Quand avez-vous décidé d’être artiste ?

« Vers 15-16 ans. J’ai toujours dessiné et je voulais que mes dessins soient toujours plus grands. J’ai pris des cours à l’école, entre midi et deux, pendant que les autres faisaient du ping-pong. Puis je me suis mis à la peinture. J’ai fini par y penser tous les jours. Je voyais que d’autres arrivaient à en vivre et je me disais : pourquoi pas moi ! Ce n’est pas mon cas aujourd’hui, mais mon truc, c’est d’exposer dans de beaux lieux. Les questions financières ne sont pas la priorité. Pour ma prochaine exposition à La Boutique par exemple, j’ai carte blanche, et c’est assez séduisant ! »

Votre entourage a-t-il eu une influence sur votre choix ?

« On a toujours fait des activités artistiques : ma mère peint en amateur, ma sœur écrit. J’ai toujours vu beaucoup d’expositions. Tous les enfants dessinent, certains s’arrêtent et passent à autre chose sans trop qu’on sache pourquoi. Mais si les parents les encouragent, peut-être y a-t-il plus de chances qu’ils continuent ? Mes parents m’ont toujours motivé, et aujourd’hui ma femme et mes enfants ont pris le relais. »
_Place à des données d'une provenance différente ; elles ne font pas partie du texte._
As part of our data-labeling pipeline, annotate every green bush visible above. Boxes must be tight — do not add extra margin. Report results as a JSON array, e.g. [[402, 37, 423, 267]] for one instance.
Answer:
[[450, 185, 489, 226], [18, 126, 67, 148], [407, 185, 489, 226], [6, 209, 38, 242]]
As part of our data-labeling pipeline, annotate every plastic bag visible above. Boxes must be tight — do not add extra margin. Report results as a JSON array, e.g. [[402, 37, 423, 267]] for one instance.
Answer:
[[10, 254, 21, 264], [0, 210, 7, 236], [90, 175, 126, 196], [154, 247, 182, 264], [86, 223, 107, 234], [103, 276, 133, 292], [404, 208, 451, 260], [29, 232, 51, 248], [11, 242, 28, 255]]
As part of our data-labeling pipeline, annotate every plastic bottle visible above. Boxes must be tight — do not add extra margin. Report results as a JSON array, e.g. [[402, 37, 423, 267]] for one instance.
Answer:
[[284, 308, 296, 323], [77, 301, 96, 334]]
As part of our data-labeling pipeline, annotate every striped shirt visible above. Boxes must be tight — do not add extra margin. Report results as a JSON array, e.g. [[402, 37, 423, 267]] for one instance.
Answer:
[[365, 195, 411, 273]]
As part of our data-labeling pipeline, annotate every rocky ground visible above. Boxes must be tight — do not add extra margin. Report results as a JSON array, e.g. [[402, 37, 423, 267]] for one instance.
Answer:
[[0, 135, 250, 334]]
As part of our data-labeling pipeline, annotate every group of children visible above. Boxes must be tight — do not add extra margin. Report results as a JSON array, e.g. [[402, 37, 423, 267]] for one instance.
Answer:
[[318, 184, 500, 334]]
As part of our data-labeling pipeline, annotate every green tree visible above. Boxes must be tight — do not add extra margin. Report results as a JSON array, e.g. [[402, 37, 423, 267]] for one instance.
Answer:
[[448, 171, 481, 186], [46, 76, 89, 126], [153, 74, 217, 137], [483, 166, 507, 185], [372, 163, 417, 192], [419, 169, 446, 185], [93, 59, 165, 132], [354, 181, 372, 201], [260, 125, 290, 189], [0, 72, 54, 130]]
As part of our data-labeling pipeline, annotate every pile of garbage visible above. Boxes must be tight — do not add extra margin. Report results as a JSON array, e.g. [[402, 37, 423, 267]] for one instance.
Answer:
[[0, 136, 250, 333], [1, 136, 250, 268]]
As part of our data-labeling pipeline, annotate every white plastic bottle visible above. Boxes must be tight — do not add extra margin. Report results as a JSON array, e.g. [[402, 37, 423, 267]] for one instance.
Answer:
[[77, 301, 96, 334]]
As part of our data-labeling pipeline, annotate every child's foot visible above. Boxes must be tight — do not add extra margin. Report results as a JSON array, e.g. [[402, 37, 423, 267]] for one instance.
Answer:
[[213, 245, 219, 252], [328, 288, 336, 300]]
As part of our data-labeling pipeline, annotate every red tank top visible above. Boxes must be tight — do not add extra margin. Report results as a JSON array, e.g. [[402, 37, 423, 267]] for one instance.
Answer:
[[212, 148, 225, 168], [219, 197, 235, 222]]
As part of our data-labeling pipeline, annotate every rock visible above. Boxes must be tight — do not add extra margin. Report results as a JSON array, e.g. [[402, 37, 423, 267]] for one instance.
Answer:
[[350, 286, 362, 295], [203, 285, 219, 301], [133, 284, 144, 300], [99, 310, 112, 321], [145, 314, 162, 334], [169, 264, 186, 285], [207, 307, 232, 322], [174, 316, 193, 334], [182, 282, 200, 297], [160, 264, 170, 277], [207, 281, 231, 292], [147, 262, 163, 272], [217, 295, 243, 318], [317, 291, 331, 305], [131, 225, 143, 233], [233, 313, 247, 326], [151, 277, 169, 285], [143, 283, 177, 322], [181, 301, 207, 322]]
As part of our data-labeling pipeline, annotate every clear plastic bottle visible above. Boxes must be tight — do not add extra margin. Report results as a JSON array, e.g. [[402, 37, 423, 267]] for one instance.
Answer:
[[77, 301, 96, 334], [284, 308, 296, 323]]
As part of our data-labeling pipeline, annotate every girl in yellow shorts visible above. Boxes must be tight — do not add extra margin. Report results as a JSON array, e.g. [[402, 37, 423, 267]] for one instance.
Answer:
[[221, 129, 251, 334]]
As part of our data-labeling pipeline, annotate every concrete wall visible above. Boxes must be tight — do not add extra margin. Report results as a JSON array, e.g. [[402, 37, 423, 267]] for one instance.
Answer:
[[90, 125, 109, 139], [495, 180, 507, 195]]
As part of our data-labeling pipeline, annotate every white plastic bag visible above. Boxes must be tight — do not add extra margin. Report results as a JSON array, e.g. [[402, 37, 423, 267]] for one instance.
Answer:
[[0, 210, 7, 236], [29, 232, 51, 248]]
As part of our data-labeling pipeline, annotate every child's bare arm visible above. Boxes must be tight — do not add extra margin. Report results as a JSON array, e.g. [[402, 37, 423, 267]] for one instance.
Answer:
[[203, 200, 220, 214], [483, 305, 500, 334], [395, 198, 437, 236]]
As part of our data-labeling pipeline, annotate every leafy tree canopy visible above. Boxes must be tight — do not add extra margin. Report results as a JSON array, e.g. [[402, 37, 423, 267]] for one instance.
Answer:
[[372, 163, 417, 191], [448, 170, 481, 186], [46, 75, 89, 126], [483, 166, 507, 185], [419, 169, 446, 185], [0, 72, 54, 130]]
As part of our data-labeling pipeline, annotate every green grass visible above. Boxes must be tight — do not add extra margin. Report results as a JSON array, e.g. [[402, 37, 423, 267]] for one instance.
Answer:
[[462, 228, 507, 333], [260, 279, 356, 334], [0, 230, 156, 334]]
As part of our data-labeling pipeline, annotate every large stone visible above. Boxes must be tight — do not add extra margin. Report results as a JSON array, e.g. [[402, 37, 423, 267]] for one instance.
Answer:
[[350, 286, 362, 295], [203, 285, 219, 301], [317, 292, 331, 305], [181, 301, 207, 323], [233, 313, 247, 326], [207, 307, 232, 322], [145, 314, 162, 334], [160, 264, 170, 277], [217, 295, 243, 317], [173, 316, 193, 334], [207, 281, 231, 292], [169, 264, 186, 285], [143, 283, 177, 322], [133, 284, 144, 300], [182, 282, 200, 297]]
Mathieu Wernert est venu à la peinture en regardant et copiant des pochettes de disques.

Où avez-vous appris ce que vous savez ?

« Dans les livres. Je suis autodidacte en peinture et j’ai feuilleté beaucoup de livres d’histoire de l’art. Mon père était amateur de jazz et je me suis intéressé à la musique très tôt. J’ai beaucoup regardé les pochettes de disques, celles des labels Blue Note et Impulse, puis celles des disques de rock. Cela a commencé avec Andy Warhol et le Velvet et le lien est ensuite vite trouvé vers le pop art, Basquiat, Keith Haring et toutes les cultures urbaines. C’est ainsi que je me suis intéressé à l’art contemporain. Beaucoup d’artistes de ma génération viennent de là : le hip hop était très important dans les années 1990. »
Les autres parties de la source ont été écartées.